Here’s what Governors, state education chiefs and education stakeholders are saying about the announcement:

Colorado Education Commissioner Robert Hammond: “The waiver really supports our state system of continuous improvement and allows schools and districts to focus their energies on one accountability system designed to elevate student achievement.”

Georgia Governor Nathan Deal: “This waiver will give Georgia the flexibility we need to pursue our goals of student achievement. We appreciate the cooperation of federal officials as we seek to prepare young Georgians for higher education and the jobs of tomorrow.”

Indiana State Superintendent of Public Instruction Tony Bennett: “I applaud the U.S. Department of Education for providing states the flexibility they need to drive academic achievement for all students. Indiana’s commitment to comprehensive reform has enabled us to be among the first states receiving a waiver.”

Kentucky Governor Steve Beshear: “This federal flexibility opens a new chapter in the Commonwealth’s work to ensure a well-educated citizenry.”

Minnesota Education Commissioner Brenda Cassellius: “Now, with the support of the U.S. Department of Education and Secretary Duncan, we will be able to better address those inequities and create an educational system that better serves our every Minnesota student.”

Tennessee Department of Education Commissioner Kevin Huffman: “It’s just not helpful or realistic to label schools and districts as failing, especially when they are making significant academic gains. This waiver is all about approving achievement for all students while closing persistent achievement gaps.”

National Education Association: “We’re encouraged by President Obama’s and Secretary Duncan’s efforts to provide NCLB waivers for relief,” said NEA President Dennis Van Roekel.  “These states have committed to working with teachers, parents, and other community stakeholders to implement changes designed to better support students. Our members look forward to being part of a true partnership with school and community leaders to think creatively about how to help all students thrive with this new flexibility.”

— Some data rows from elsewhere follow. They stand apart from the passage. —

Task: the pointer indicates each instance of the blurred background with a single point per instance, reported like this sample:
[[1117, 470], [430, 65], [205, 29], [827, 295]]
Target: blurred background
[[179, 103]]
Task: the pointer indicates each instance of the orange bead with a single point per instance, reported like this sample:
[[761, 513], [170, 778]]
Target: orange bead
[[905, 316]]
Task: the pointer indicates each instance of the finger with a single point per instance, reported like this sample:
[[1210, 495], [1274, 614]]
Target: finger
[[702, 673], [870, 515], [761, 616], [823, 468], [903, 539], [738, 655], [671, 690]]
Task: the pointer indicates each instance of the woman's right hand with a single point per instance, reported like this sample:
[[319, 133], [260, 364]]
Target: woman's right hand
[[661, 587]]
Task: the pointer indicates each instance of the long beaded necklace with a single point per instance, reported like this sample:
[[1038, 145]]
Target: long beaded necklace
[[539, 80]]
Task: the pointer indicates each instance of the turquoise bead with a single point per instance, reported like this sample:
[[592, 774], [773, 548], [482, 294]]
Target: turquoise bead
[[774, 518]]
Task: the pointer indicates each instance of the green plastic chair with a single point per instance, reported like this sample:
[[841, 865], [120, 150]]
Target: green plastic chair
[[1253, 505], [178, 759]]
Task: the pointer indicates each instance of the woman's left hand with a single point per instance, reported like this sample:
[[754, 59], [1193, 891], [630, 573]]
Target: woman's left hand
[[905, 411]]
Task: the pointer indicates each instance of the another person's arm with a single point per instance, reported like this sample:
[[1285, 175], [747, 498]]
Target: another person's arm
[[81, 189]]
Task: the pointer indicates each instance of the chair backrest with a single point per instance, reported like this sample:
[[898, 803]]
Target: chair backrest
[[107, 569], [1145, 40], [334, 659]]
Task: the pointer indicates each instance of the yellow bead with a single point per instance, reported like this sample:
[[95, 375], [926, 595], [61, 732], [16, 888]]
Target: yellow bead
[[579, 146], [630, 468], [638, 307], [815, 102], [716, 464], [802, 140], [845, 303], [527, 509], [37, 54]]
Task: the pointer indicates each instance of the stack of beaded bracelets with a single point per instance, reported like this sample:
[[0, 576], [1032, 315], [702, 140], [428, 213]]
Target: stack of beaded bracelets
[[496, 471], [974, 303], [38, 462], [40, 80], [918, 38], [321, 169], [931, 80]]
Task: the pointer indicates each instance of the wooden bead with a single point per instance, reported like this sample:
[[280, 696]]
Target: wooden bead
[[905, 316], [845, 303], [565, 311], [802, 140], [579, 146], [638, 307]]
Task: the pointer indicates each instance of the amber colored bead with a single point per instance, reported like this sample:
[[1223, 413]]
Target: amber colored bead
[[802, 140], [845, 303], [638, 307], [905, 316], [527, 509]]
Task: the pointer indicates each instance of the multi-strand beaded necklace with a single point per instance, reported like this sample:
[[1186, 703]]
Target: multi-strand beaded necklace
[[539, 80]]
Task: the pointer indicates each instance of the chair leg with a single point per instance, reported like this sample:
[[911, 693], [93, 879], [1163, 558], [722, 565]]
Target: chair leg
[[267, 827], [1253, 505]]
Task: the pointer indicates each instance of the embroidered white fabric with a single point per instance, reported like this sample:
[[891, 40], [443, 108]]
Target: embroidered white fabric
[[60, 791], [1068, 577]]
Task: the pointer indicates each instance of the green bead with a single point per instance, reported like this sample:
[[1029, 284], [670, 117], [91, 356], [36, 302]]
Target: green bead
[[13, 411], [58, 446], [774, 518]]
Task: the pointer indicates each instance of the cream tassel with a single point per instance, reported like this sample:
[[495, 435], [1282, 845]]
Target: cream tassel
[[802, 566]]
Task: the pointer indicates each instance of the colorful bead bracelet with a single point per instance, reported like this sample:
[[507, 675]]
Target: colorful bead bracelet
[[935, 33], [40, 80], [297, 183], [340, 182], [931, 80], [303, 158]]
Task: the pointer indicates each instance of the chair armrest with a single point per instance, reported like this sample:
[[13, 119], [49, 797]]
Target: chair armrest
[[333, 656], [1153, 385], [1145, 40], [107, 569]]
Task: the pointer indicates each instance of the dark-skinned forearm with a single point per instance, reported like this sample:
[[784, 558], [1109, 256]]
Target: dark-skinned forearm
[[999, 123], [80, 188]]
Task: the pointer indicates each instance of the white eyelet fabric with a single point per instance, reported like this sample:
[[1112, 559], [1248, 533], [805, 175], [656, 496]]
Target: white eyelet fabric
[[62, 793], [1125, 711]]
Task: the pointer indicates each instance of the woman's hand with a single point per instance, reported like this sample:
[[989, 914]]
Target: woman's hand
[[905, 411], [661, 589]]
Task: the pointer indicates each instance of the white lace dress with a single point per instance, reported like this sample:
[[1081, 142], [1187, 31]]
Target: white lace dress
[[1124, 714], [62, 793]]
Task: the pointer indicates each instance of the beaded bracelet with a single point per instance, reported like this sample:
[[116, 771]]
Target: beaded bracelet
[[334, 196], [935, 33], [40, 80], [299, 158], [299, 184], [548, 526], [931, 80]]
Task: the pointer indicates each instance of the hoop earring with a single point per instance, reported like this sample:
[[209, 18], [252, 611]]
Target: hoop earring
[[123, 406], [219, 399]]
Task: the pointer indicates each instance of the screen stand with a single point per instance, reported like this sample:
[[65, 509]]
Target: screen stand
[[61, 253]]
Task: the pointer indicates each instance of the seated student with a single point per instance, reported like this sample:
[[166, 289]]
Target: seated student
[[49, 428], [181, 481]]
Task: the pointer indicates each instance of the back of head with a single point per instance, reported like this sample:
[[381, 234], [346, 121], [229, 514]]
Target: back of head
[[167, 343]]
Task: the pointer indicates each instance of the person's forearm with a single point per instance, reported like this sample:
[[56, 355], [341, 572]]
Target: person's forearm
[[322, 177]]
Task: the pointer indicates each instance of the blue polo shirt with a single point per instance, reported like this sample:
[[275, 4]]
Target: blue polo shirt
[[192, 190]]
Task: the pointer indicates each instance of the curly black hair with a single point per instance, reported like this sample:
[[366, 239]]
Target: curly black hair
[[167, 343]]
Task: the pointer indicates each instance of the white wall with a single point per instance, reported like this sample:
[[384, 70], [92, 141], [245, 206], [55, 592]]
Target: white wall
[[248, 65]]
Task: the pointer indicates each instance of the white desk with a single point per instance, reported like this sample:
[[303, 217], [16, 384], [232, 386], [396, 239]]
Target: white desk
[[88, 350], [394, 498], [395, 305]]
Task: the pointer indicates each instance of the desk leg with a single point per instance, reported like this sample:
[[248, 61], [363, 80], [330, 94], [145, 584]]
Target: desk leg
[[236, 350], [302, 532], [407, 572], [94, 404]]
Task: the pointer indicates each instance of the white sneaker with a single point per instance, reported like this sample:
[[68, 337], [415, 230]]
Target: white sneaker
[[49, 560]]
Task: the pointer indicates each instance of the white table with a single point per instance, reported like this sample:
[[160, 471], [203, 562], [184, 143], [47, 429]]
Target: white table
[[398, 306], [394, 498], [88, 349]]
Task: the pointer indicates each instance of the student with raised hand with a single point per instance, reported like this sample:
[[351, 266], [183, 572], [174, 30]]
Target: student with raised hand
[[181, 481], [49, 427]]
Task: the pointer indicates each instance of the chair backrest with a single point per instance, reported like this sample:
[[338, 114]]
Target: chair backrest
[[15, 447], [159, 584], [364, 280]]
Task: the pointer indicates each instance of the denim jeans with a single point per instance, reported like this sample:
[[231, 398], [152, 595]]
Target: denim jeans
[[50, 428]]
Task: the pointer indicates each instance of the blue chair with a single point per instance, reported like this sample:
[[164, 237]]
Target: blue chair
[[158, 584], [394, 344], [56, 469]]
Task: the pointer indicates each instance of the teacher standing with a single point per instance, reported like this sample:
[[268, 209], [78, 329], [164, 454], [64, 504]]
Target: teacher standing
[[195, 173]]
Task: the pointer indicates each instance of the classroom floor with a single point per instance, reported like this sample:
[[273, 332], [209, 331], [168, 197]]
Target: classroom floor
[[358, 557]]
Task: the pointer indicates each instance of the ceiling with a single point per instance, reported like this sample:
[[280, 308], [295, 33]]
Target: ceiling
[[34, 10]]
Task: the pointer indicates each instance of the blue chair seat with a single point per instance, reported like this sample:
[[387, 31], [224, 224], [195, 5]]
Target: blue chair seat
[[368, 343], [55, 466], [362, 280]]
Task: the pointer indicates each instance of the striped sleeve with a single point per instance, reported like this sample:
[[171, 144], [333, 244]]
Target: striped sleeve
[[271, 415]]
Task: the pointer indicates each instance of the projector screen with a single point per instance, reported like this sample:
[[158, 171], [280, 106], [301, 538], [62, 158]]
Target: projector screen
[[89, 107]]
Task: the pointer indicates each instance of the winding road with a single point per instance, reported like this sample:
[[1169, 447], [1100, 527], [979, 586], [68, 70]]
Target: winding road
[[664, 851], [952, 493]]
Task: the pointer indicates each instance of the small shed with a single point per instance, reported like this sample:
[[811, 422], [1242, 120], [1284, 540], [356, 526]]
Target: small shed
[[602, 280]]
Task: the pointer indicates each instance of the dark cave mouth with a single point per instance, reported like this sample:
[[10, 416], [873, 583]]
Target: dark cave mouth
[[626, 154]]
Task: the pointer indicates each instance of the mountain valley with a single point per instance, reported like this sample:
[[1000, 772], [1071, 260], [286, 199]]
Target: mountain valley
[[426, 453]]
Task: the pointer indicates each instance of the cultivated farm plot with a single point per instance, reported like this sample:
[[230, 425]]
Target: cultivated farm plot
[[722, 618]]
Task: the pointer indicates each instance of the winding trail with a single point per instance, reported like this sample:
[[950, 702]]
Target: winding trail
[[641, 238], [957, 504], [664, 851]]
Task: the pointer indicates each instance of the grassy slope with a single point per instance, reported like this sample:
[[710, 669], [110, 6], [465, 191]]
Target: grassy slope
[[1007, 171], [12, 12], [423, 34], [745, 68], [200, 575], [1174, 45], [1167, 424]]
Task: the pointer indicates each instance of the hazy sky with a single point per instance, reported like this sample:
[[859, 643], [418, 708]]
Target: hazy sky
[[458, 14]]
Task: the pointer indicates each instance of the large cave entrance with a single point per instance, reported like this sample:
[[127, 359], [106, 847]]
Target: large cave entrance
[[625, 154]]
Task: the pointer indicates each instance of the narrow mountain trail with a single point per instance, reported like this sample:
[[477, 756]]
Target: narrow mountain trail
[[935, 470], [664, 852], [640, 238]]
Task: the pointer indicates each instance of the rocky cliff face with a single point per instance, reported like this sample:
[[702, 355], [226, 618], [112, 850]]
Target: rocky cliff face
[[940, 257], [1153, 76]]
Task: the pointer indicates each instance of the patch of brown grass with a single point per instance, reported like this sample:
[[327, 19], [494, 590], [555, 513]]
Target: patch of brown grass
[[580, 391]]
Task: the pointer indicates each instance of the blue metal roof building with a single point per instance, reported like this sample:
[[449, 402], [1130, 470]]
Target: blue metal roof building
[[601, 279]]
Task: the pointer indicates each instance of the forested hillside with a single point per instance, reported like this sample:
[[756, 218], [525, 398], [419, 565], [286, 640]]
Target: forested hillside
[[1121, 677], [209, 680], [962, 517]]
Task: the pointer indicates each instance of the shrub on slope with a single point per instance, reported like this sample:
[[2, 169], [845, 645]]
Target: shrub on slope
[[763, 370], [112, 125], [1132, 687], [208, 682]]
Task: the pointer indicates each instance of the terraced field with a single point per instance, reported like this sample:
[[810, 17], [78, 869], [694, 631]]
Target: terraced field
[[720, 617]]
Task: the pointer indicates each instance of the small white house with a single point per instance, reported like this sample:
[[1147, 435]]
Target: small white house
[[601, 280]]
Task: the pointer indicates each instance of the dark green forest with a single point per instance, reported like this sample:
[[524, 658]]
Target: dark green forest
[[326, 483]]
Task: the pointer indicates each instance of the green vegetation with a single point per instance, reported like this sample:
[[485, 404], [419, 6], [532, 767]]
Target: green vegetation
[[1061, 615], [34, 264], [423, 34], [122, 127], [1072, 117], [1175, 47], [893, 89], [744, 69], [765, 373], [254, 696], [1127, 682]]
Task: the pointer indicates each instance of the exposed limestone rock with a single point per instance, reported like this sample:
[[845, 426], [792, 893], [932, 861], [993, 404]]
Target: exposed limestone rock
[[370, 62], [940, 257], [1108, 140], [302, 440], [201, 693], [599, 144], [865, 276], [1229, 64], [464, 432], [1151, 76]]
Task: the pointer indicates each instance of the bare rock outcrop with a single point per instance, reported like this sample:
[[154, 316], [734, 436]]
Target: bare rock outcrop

National Association of State Boards of Education: “States and state boards of education are at the fore of innovation in education as they continue to develop and improve policies to help every student become college- or career-ready. It is heartening to see the Administration recognizes this hard work by starting to relieve states of the burden imposed on them by a law that set out worthy but perhaps unrealistic goals.”

The Education Trust: “In this new approach, the federal government takes responsibility for ensuring that states set meaningful goals for all groups of students — particularly low-income students, students of color, students with disabilities and English language learners, all of whom are too often shortchanged by state and local education policy.”